ADVANTAGES AND DISADVANTAGES OF THE L-1 VISA
- Green cards through employment are divided into five preference categories. The first category, which includes L-1, does not require a Labor Certification certificate. (You need not prove there are no qualified Americans to take the job.)
- All such categories are subject to quota requirements. The time required for the first category normally is much faster than the others.
- One can travel in and out of the country on the L-1 Visa or remain in the United States continuously.
- You can be transferred and work legally for a United States company that is a branch, subsidiary, affiliate or joint venture partner of the company that already employs you outside of the United States.
- If you plan ahead, you can create both the foreign and United States Company to accomplish your business plans in addition to any INS goals you may have.
- While there are quotas for getting the green card that may derive from your L-1 status, there is no quota for your initial L-1 Visa, so you can get into the United States and start working while you also seek to get your green card.

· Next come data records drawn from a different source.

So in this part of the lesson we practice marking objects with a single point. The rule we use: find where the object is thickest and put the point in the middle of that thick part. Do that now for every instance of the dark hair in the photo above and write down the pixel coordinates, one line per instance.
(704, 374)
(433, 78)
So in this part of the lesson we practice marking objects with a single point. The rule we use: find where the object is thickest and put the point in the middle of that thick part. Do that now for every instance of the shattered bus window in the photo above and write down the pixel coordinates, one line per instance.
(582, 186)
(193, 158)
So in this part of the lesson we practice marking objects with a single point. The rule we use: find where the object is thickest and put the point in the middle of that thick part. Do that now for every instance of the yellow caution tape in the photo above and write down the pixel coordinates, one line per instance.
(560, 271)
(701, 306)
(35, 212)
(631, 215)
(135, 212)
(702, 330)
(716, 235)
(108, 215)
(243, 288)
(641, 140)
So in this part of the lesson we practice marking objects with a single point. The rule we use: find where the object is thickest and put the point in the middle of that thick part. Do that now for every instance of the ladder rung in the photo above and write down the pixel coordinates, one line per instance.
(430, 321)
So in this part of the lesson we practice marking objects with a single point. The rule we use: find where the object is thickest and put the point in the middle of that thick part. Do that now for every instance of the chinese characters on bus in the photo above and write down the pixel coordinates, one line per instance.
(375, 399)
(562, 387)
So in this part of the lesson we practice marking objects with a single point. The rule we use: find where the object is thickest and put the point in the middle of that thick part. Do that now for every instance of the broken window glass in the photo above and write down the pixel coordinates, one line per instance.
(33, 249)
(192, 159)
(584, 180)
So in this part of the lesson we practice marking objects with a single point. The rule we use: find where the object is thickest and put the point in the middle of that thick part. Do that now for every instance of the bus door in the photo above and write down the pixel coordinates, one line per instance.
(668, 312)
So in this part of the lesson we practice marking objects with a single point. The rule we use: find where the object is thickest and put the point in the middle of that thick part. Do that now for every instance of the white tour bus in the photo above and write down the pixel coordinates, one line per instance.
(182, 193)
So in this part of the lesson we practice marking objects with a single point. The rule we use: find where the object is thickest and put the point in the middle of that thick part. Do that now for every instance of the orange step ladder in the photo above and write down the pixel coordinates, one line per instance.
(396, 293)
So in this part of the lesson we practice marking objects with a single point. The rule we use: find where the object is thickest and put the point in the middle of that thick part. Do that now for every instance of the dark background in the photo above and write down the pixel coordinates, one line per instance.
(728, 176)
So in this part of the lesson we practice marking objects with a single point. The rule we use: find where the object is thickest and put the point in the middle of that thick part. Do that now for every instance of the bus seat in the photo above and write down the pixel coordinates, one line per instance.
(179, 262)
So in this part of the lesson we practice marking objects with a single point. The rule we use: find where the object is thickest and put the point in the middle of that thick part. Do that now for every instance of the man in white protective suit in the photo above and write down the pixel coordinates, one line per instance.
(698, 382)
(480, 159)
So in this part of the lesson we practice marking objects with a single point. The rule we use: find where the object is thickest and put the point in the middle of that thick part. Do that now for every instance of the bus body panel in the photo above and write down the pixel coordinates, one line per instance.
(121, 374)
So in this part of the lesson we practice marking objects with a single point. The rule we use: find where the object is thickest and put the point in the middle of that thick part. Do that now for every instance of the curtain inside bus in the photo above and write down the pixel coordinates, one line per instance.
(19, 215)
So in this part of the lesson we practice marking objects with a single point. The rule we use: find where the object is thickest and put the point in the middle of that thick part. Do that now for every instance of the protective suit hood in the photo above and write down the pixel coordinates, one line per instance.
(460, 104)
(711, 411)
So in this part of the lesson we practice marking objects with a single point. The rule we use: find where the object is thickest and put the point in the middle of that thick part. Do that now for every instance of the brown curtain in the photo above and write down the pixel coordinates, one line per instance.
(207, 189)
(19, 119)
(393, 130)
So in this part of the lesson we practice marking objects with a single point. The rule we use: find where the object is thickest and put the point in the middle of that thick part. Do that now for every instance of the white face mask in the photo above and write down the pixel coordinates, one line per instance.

- Visas are available for family (though they can not use them to work in the United States) to accompany the holder of the L-1.
- Visas are usually issued quickly, often a matter of mere weeks. Once you have your L-1 Visa, you can then seek to have it converted to a green card pursuant to the available quota for preferred workers.
Note that one does NOT automatically get a green card for merely getting an L-1 Visa. One simply is then eligible to seek a green card as a preferred worker via employment and the applicable quotas for the locale then apply.
There are disadvantages with the L-1 Visa, especially if one is seeking a green card as the main purpose. Visas can initially only be approved for up to three years. Extensions of two years at a time may be allowed but only up to a total of seven years. (If a manager. Persons with specialized knowledge only get extensions up to a total of five years.) Most important, you are restricted to working only for the United States employer who acted as your L-1 sponsor and the company must be a branch, subsidiary, joint venture partner or affiliate of the company that employed you outside the United States and during your stay in the United States that foreign company must remain in existence.
BUSINESS PRACTICALITIES
If one does not have the one million dollars or business plans for the ten employee investor visa, the L-1 may be a viable option. One can create either a foreign company or American company and link it to a joint venture in the two countries and manage same for a year and be eligible to come into the United States and possibly obtain a green card. There is no monetary or number of employee requirement, only the requirement for a viable company that will exist long enough to perhaps allow successful attainment of the green card.
The key is this: if you can plan a business or extend your existing foreign business so as to allow entry into a United States business venture in which you perform the same key tasks, and if you structure the two businesses correctly, you can work in the United States and hopefully make a good living as well. If you work for a company already that is willing to work with you to accomplish the same goal, it should be achievable.
The need for business planning is as vital as the need for INS planning. Creation of a business that is not viable or the creation of the structure connecting the two entities in the wrong way will not only waste money, but could destroy any chance for a green card or successful visa. Further, good international tax planning will be essential. Ideally, a successful international business will be created which will have a value above and beyond the mere L-1 Visa or the eventual green card. To achieve that, a team of professionals both in the tax, the legal structure AND the immigration requirements must be assembled and it must be recalled that this entire apparatus must be planned to be implemented at least a year before application for the Visa.
But if you are a business person or trader in any event, this may be the ideal vehicle to consider to allow you and your family to "come to America."